- Appointed: 1286/88
- Term ended: after 1308/11
- Predecessor: Orbász Báncsa
- Successor: Michael (?)

Personal details
- Died: after 1308 (or 1311)
- Parents: Michael Nánabeszter

= Lawrence Nánabeszter =

Hungarian clergyman

Lawrence from the kindred Nánabeszter (Nánabeszter nembeli Lőrinc; died after 1308/1311) was a Hungarian clergyman at the turn of the 13th and 14th centuries, who served as the provost of the collegiate chapter of Požega at least from 1288 to 1308.

==Biography==
Lawrence was born into the Berki branch of the gens (clan) Nánabeszter, which possessed landholdings around the capitals Esztergom and Buda in Central Hungary. His father was Michael, who served as ispán of Veszprém County between 1243 and 1244. He had a brother Thomas. The brothers were granted the land of Érd by King Ladislaus IV in June 1278, which was formerly the uninhabited land of the royal armor-bearers.
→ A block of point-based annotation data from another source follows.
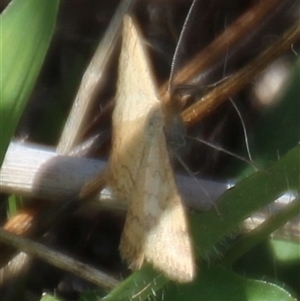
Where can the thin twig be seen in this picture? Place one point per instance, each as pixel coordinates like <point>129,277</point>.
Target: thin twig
<point>59,260</point>
<point>234,33</point>
<point>240,79</point>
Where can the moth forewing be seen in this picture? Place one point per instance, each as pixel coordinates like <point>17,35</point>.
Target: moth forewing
<point>139,170</point>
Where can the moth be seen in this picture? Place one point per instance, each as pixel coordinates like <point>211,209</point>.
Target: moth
<point>140,172</point>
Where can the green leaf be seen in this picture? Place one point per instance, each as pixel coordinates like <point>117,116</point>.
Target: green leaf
<point>218,284</point>
<point>26,30</point>
<point>279,128</point>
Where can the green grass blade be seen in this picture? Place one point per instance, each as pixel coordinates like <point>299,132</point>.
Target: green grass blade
<point>26,30</point>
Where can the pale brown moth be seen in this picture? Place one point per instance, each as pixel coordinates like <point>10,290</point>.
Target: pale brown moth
<point>140,172</point>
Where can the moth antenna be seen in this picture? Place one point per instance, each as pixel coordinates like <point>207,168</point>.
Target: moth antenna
<point>181,36</point>
<point>244,129</point>
<point>225,151</point>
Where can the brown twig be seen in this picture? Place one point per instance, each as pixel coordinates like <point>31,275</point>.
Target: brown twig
<point>240,79</point>
<point>234,33</point>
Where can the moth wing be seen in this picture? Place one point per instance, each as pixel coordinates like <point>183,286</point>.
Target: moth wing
<point>135,97</point>
<point>156,228</point>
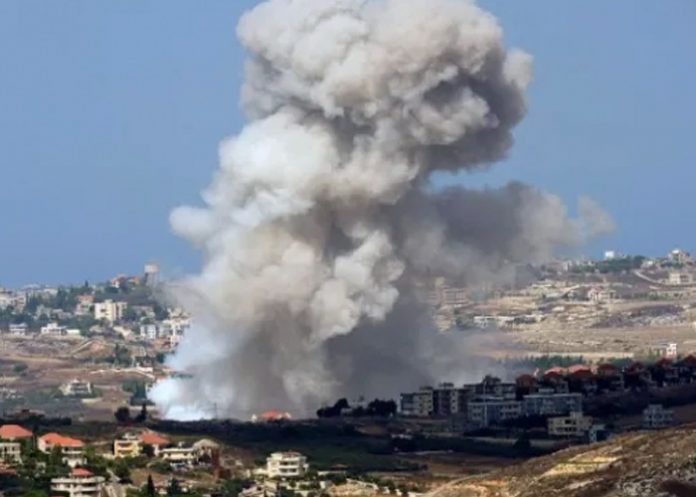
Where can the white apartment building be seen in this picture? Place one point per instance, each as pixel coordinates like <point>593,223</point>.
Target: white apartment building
<point>485,412</point>
<point>656,417</point>
<point>286,465</point>
<point>19,330</point>
<point>573,425</point>
<point>53,329</point>
<point>109,311</point>
<point>149,331</point>
<point>10,452</point>
<point>72,450</point>
<point>76,388</point>
<point>551,404</point>
<point>80,483</point>
<point>128,445</point>
<point>180,454</point>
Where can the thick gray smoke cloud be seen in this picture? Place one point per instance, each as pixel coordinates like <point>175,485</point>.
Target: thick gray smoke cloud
<point>319,224</point>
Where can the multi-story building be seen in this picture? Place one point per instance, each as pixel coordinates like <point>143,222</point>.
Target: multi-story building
<point>556,404</point>
<point>286,465</point>
<point>656,417</point>
<point>53,329</point>
<point>14,433</point>
<point>491,386</point>
<point>157,442</point>
<point>128,445</point>
<point>109,311</point>
<point>72,450</point>
<point>149,331</point>
<point>80,483</point>
<point>180,454</point>
<point>419,404</point>
<point>486,412</point>
<point>76,388</point>
<point>10,452</point>
<point>573,425</point>
<point>19,330</point>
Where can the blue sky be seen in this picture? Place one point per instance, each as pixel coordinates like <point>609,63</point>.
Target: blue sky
<point>111,113</point>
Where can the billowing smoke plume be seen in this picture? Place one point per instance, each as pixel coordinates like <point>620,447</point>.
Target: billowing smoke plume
<point>320,225</point>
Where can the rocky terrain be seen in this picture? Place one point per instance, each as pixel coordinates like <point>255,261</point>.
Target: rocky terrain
<point>632,465</point>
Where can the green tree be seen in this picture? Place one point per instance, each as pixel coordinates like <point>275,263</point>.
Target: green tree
<point>148,451</point>
<point>174,489</point>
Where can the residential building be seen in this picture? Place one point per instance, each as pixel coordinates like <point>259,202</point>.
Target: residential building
<point>656,417</point>
<point>76,388</point>
<point>449,401</point>
<point>679,256</point>
<point>679,278</point>
<point>543,404</point>
<point>128,445</point>
<point>10,452</point>
<point>180,454</point>
<point>419,404</point>
<point>53,329</point>
<point>149,331</point>
<point>109,311</point>
<point>156,441</point>
<point>670,350</point>
<point>286,465</point>
<point>151,274</point>
<point>491,386</point>
<point>206,448</point>
<point>80,483</point>
<point>71,449</point>
<point>18,330</point>
<point>14,432</point>
<point>597,433</point>
<point>487,412</point>
<point>573,425</point>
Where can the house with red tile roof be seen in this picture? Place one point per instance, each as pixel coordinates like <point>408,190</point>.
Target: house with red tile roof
<point>155,440</point>
<point>80,482</point>
<point>71,449</point>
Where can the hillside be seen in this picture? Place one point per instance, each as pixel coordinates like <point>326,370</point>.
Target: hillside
<point>632,465</point>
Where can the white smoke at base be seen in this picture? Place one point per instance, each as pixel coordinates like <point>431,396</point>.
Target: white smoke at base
<point>319,225</point>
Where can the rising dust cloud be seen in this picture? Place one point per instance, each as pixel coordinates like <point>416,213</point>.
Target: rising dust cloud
<point>320,225</point>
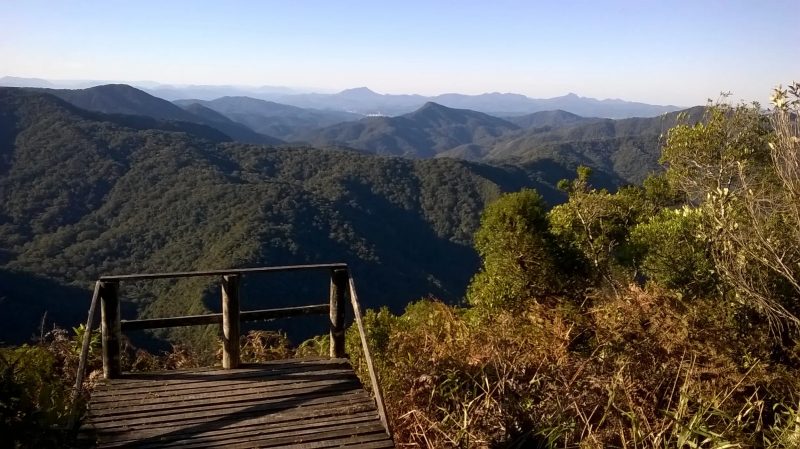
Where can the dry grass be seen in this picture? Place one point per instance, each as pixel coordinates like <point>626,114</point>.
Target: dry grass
<point>634,369</point>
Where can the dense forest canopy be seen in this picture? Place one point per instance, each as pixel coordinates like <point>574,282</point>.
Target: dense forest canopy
<point>86,194</point>
<point>574,312</point>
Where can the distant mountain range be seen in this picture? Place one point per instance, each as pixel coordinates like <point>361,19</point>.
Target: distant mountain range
<point>274,119</point>
<point>124,99</point>
<point>427,132</point>
<point>365,101</point>
<point>626,149</point>
<point>84,193</point>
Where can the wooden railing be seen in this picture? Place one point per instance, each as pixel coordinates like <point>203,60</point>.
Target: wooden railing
<point>106,292</point>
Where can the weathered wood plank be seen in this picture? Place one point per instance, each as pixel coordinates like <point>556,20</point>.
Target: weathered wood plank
<point>216,318</point>
<point>161,393</point>
<point>299,367</point>
<point>337,294</point>
<point>245,433</point>
<point>231,427</point>
<point>111,333</point>
<point>222,397</point>
<point>184,274</point>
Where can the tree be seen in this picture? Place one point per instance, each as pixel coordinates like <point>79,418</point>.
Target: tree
<point>521,258</point>
<point>741,168</point>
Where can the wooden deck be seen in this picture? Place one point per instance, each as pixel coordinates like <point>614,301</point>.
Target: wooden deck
<point>303,403</point>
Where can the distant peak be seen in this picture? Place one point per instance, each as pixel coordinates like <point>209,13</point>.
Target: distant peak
<point>432,105</point>
<point>358,91</point>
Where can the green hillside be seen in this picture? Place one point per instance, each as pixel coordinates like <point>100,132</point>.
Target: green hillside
<point>83,195</point>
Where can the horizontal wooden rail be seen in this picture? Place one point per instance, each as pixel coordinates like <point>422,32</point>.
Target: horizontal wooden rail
<point>216,318</point>
<point>106,296</point>
<point>233,271</point>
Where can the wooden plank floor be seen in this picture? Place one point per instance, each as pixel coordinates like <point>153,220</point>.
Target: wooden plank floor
<point>303,403</point>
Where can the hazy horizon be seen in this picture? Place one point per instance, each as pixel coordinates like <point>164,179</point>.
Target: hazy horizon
<point>675,53</point>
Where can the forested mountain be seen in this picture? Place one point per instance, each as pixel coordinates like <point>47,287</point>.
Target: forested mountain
<point>365,101</point>
<point>425,133</point>
<point>280,120</point>
<point>237,131</point>
<point>84,194</point>
<point>629,148</point>
<point>548,119</point>
<point>127,100</point>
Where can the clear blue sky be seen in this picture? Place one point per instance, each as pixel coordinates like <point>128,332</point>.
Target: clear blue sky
<point>677,52</point>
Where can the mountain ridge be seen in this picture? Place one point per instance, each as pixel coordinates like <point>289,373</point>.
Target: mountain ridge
<point>365,101</point>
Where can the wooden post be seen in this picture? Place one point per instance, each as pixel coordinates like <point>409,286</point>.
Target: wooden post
<point>338,289</point>
<point>230,321</point>
<point>110,328</point>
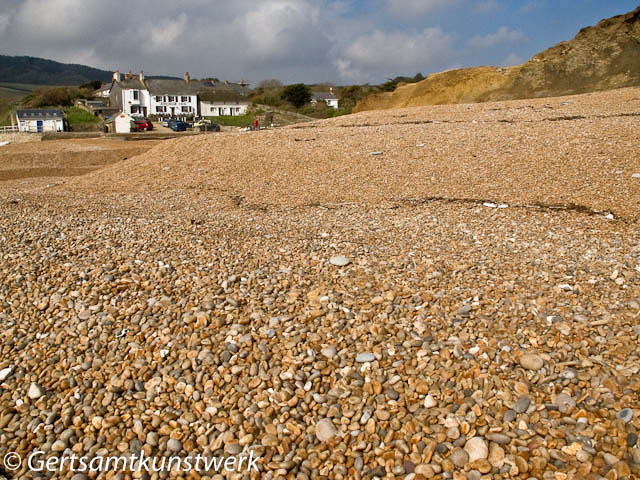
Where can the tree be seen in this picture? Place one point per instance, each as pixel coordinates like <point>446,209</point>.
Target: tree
<point>297,94</point>
<point>93,85</point>
<point>269,84</point>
King Andrew III confirmed and transcribed the donation letter in September 1291.

Lawrence succeeded Orbász Báncsa as provost of Požega by 1288, when he was first mentioned in this capacity. Orbász last appeared two years before, in 1286. Beside that, Lawrence also functioned as the last chancellor of Queen Dowager Elizabeth, the widow of Stephen V and mother of the reigning monarch Ladislaus IV, from 1288 to 1290. Lawrence donated part of the land (Adriányfalva) purchased by the chapter to Peter, a canon of Požega and his brother, Zah, in exchange for an annual tax in 1292. Lawrence created the position of lector in his chapter, based on the sample of the cathedral of Pécs. He issued a charter in a case of dowry and donation in 1308. He was last mentioned by a non-authentic charter in 1311. His date of death is unknown; the next known provost of Požega, Michael appeared in this dignity eventually in 1329.